La historia me la contó un editor: una niña fue a la biblioteca de su escuela a devolver un libro de monstruos, diciéndole a la bibliotecaria que no podía llevarlo a su casa. “No debes tener miedo, los monstruos se quedan dentro del libro y no pueden salir de ahí”, intentó consolarla, ingenua, la bibliotecaria. “No, no es por mí. Lo que pasa es que le dará miedo a mi abuelita”, le respondió la niña en el tono más serio que se puede tener a los ocho años.
Hay una pregunta de la que no se escapa ningún escritor o escritora que escriba para distintas edades ¿hay alguna diferencia entre escribir para niños y escribir para adultos? Sí, la verdad que sí. Cuando los niños son muy pequeños, digamos de seis años, es mejor privilegiar los párrafos cortos y utilizar palabras concretas en lugar de abstractas. Nada más. La muerte, el dolor, el vacío. Todo eso puede comprenderse desde los primeros años. Otra cosa diferente es que a los adultos, así como a la abuelita de la historia, nos de miedo hablar de eso. Mejor echar la culpa a los niños, “como no se enteran mucho”.
Pero pasa que los niños sí se enteran, no solo porque hay muchos que tienen acceso a la televisión o a internet, sino porque cuando menos lo esperas ahí está la vida para contarte que existe algo que se llama dolor, algo que se llama muerte, algo que se llama vacío. Quisiéramos que los niños no tuvieran que enfrentarse a ellos, por lo menos no tan temprano, pero la vida, tal como hacen esos animales salvajes que habitan los bosques y los cuentos, no parece distinguir entre criaturas grandes y pequeñas a la hora de mostrar su luz y su oscuridad.

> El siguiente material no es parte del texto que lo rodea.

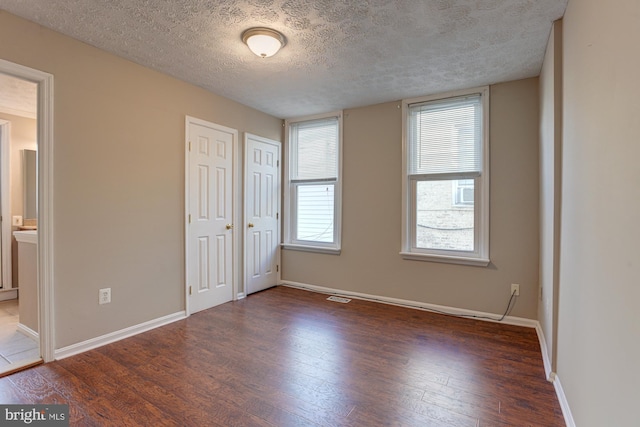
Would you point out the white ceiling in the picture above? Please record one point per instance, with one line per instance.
(339, 54)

La caperucita roja, el relato de transmisión oral de origen europeo que abuelos y abuelas, madres y padres, entregaban a los más pequeños de la comunidad, con el objetivo de explicar que más allá del espacio conocido podía haber un bosque peligroso, es tal vez el mejor ejemplo del miedo de los adultos a hablar con los niños. “Debes estar con las orejas y los ojos muy atentos de lo contrario puedes terminar en el estómago de un lobo”, eso era lo que querían decirle los mayores a los pequeños, porque ellos, los adultos, habían visto que lo que estaba más allá del espacio familiar, no siempre era un jardín tranquilo.
Pero, resulta que la historia guardada y transmitida durante siglos se topa un día con adultos ocurrente y lleno de buenas intenciones que deciden que ese conocimiento, puede ser “un poco fuerte” para los niños. Mala idea contar la versión de Charles Perrault, publicada en 1697, en la que si bien se suprimieron las escenas más crueles del cuento tradicional, no hay final feliz. Mala idea, incluso, contar la de los hermanos Grimm que, publicada en 1812, dentro de un conjunto titulado los “Cuentos de niños y del hogar” destinada a público adulto –“El libro no está escrito para niños, aunque si les gusta, tanto mejor” diría a propósito uno de los hermanos– fue finalmente adaptada, a partir de la segunda edición, al público infantil.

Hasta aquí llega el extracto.